# Packages, Modules, & Libraries

> The Python source distribution has long maintained the philosophy of "batteries included" -- having a rich and versatile standard library which is immediately available, without making the user download separate packages. This gives the Python language a head start in many projects.
>
> \- PEP 206

## Applied Review

### Python and Jupyter Overview

- We're working with Python through Jupyter, the most common IDE for data science.

### Fundamentals

- Python's common *atomic*, or basic, data types are:
    - Integers
    - Floats (decimals)
    - Strings
    - Booleans

- These simple types can be combined to form more complex types, including:
    - Lists: Ordered collections
    - Dictionaries: Key-value pairs
    - DataFrames: Tabular datasets

## Packages (aka *Modules*)

So far we've seen several data types that Python offers out-of-the-box.
However, to keep things organized, some Python functionality is stored in standalone *packages*, or libraries of code.
The word "module" is generally synonymous with "package," and "library"; you will hear all three in discussions of Python.

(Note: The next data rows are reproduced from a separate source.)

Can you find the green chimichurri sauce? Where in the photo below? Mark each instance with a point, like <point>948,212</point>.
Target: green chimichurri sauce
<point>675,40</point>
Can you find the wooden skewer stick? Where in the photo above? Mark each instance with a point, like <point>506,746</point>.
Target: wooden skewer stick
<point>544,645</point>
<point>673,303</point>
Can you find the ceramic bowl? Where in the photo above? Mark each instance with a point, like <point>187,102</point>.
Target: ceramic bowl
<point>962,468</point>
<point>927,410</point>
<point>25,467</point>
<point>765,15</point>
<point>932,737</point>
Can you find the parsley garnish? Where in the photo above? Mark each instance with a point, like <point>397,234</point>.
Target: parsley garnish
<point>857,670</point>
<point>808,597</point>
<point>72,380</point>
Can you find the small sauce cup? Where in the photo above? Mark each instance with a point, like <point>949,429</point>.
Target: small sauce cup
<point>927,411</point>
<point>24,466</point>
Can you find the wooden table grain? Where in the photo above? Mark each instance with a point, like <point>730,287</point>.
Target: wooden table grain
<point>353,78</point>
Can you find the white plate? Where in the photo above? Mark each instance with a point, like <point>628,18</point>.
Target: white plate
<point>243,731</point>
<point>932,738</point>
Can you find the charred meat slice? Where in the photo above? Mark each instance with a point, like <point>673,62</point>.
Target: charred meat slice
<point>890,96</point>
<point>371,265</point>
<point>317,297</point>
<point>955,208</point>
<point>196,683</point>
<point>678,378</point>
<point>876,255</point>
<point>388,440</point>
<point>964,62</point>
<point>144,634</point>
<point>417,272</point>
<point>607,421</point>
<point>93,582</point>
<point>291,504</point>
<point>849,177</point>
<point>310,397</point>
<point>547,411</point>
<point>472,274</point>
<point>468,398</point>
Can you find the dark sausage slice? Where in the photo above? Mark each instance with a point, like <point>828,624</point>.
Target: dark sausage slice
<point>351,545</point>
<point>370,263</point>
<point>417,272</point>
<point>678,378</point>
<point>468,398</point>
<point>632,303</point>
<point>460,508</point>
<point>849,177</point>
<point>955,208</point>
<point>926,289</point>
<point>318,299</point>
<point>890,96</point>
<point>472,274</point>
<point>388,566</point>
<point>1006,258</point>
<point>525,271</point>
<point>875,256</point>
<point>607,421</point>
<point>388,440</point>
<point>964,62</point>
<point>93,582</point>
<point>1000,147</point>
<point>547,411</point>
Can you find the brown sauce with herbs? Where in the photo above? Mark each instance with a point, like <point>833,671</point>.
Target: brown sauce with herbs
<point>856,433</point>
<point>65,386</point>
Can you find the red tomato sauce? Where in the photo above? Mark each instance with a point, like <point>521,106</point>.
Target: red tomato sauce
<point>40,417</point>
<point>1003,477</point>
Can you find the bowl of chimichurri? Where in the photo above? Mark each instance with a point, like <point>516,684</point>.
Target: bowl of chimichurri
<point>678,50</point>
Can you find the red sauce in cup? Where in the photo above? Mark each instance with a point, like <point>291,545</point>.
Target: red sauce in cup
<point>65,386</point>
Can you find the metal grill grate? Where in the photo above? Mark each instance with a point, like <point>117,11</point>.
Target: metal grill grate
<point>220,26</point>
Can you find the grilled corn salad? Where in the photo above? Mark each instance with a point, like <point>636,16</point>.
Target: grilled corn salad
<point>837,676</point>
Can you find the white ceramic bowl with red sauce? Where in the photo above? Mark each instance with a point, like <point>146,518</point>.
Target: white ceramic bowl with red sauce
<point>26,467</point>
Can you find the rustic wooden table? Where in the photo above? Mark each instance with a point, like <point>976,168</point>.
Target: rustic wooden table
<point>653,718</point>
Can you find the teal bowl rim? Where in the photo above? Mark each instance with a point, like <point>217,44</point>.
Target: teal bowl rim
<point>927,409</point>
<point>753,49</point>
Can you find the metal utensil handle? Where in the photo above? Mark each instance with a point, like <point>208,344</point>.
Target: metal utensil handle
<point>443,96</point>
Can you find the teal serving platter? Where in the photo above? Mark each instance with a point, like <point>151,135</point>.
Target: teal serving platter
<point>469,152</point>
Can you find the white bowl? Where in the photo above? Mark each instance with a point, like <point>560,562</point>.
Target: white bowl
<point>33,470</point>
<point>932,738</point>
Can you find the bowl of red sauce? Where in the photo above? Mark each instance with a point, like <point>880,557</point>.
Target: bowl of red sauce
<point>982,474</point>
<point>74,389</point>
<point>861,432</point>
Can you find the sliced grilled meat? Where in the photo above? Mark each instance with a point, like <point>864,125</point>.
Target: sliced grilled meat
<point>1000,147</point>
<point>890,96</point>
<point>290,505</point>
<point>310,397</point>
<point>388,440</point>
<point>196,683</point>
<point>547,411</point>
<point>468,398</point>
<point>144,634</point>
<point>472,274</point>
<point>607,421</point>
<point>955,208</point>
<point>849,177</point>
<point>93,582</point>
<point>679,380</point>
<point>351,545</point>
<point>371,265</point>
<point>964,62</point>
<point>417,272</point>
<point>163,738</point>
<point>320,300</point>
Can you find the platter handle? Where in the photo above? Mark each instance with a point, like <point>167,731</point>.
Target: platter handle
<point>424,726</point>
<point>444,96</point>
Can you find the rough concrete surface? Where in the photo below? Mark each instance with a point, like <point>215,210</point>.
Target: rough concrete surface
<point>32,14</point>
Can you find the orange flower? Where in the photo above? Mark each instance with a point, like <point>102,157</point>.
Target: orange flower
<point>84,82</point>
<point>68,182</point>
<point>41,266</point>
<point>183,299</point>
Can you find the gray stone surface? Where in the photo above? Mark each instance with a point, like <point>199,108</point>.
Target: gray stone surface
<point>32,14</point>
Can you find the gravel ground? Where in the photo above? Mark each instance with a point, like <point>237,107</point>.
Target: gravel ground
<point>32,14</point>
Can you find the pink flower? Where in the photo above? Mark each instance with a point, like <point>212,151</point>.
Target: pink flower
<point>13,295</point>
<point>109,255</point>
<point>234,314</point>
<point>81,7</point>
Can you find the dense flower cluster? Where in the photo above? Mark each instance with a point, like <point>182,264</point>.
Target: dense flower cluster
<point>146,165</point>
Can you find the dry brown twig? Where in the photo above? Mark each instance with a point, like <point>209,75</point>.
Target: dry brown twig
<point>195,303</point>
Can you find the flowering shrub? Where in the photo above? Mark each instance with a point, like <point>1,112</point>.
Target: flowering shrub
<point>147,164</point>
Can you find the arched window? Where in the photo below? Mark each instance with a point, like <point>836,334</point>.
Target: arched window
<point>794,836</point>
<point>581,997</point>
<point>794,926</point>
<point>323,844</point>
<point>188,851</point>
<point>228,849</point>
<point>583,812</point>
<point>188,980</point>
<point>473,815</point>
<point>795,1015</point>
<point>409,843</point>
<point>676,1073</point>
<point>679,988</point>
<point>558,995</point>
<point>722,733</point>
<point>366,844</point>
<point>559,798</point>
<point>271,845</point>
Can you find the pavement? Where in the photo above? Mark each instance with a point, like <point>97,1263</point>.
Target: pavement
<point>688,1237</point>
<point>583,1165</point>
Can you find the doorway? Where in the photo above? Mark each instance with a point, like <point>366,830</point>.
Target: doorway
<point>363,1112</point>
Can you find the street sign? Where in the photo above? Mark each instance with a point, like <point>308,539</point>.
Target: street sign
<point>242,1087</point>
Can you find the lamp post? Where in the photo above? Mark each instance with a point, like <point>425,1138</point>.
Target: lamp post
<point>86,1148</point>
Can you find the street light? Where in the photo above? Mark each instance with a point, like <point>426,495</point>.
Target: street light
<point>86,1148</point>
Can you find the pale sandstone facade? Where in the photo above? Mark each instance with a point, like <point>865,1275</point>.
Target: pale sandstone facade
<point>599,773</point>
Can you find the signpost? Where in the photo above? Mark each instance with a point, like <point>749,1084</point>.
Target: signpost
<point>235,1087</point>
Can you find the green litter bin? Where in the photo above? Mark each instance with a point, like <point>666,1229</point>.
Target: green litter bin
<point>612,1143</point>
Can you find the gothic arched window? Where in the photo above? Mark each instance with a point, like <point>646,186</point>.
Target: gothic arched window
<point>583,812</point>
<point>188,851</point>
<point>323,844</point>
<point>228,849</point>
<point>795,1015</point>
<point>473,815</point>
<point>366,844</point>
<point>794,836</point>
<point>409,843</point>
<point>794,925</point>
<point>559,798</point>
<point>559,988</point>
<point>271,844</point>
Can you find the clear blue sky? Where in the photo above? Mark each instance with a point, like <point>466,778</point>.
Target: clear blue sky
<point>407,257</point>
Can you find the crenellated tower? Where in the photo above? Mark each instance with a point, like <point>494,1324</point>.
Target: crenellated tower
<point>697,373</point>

If you want more clear definitions, the three can thought of this way:

- A **package** refers to source code that is bundled in a way that can be distributed to users
  - You can install packages using `pip install package_name`
- A **library** refers to a package that has been installed to a centralized location on an operating system
  - You can view your libraries using `pip list` or `conda list`
- A **module** refers to code that you can import from outside your current script or notebook
  - To use code from a module, you'll need to `import module_name`

For example, functionality related to the operating system -- such as creating files and folders -- is stored in a package called `os`.
To use the tools in `os`, we *import* the package.

In [1]:
import os

Once we import it, we gain access to everything inside.
With Jupyter's autocomplete, we can view what's available.

In [None]:
# Move your cursor the end of the below line and press tab.
os.

Some packages, like `os`, are bundled with every Python install; downloading Python guarantees you'll have these packages.
Collectively, this group of packages is known as the *standard library*.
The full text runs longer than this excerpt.